Five stars

Patti Smith, 'punk's poet laureate', showcased her 40-year-old landmark album, Horses, at the Glasgow Royal Concert Hall, and as diverting and memorable as it was, the sight that will live with me is the encore, My Generation, when Smith, wading late into the fierce, exhilarating squall of noise provided by her band, plugged in a guitar and, channelling her inner Pete Townshend, gleefully divested it of all its strings. To cap it all, she had introduced it as a 'little English folk tune'.

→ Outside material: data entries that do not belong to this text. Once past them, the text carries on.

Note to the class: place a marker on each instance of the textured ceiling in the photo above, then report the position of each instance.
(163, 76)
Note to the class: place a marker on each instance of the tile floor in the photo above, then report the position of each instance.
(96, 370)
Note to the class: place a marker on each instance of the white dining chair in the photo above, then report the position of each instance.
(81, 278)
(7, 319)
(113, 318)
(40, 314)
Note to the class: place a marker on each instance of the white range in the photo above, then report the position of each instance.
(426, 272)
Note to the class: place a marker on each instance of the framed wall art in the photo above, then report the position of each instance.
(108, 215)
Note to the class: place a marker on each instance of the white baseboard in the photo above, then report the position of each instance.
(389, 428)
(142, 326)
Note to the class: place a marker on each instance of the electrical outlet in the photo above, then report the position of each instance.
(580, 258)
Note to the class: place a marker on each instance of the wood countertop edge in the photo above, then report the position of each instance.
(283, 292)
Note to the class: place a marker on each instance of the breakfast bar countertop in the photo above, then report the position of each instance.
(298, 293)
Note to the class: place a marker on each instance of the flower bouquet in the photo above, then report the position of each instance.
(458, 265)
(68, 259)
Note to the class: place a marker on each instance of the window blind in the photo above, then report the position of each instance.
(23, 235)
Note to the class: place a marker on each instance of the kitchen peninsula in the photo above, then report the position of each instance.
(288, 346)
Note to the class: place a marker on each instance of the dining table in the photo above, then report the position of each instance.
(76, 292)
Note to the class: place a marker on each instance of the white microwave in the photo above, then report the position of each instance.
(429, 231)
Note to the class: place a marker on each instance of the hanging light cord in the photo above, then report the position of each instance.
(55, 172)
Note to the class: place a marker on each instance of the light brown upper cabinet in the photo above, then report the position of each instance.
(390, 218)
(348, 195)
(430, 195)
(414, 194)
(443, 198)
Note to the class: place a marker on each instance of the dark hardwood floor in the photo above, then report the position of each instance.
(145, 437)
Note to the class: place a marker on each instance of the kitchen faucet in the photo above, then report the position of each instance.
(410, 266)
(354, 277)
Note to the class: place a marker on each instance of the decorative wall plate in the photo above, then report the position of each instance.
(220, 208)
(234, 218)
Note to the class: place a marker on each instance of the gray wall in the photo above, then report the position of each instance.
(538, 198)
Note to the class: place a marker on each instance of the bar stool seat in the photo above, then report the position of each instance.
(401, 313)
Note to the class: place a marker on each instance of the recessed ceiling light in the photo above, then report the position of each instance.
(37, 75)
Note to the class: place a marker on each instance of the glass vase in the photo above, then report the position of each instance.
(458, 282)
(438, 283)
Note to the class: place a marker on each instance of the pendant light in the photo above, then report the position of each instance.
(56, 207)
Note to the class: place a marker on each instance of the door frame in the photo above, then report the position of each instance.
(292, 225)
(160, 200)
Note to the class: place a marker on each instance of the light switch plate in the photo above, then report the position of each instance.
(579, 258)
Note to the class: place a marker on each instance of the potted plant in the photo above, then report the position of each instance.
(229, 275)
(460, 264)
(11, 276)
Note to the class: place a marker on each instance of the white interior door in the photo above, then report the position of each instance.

It's hard to believe that Horses came out as long ago as 1975. Smith and the band, which included Lenny Kaye and Jay Dee Daugherty from the original line-up, aiming for what she had described as a 'true, proud celebration', performed it in sequence, beginning of course with Gloria and its eternally cool opening line, 'Jesus died for somebody's sins but not mine'. The song got one of the biggest cheers of the night: it reminded you just how affectionately the album is remembered by many fans.

Smith needed a lyric sheet at times during Birdland but was able to dispense with it before the end. After the fourth track, Free Money, she quipped: "So that's side A of Horses ... if you take the album and turn it over it may have a few scratches on it." The intense, 12-minute-long version of Land was a vivid highlight, and the audience, doing Smith's bidding, finally got to its feet, where it stayed until the end. Break It Up was, she reminded us, written in memory of Jim Morrison, and Elegie in memory of Jimi Hendrix; she name-checked friends and colleagues she had lost over the years, from Fred 'Sonic' Smith to Lou Reed.

Post-Horses, as it were, there were a Velvets medley, a strong Because the Night, People Have the Power, and Dancing Barefoot. Then came that quaint little English folk song, and fans willing Smith to go the full Townshend and trash her guitar. A remarkable night, by any standards.